Wall Street stocks continued to advance on Wednesday, with investors showing continued confidence that a viral outbreak in China will not seriously disrupt the global economy.
While the death toll from China's new coronavirus epidemic climbed past 1,100, the number of new cases fell for a second straight day, raising hopes the outbreak could peak later this month.
About 20 minutes into trading, the Dow Jones Industrial Average was up 0.7 percent to 29,490.94, which would be an all-time high if sustained through the close.
The broad-based S&P 500 and the tech-rich Nasdaq Composite Index both inched to records on Tuesday, and continued to march higher when markets opened.
The Nasdaq was up 0.6 percent to 9,692.41, while the S&P 500 climbed 0.5 percent to 3,374.99.

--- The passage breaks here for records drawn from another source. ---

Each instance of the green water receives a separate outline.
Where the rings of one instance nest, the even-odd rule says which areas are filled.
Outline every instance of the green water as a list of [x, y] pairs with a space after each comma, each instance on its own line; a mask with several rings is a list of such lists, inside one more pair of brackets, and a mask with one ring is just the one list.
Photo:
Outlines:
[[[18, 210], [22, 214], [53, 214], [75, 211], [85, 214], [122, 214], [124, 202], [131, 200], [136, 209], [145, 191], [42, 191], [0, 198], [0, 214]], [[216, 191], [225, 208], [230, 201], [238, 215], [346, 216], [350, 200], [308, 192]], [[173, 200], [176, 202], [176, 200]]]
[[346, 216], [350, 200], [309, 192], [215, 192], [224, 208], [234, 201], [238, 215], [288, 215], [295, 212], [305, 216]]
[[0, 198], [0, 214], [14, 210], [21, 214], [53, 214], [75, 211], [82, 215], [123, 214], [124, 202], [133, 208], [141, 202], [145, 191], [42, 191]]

Markets are watching US Federal Reserve Chairman Jerome Powell in his second day of testimony in Congress, where he repeated that of the virus outbreak poses a risk to the global economy. But while it is sure to hit China, the impact on the US is less clear.
Shares of retailer Bed, Bath and Beyond were down more than a quarter point after the company announced a drop in sales in December and January, eroding share price gains of 53 percent in 2019.
US Treasury Secretary Steven Mnuchin is expected in the Senate later in the day to testify on President Donald Trump's budget proposal for next year.
The spending plan drops the president's previous goal of eliminating the federal deficit over the next 10 years, something Powell alluded to in his testimony when he called for a more sustainable budget so policymakers would have the ability to stabilize the economy in case of a recession.
Investors also are looking ahead to Friday's release of retail sales data in addition to fourth quarter earnings from Walmart, the largest private employer in the US, on Tuesday.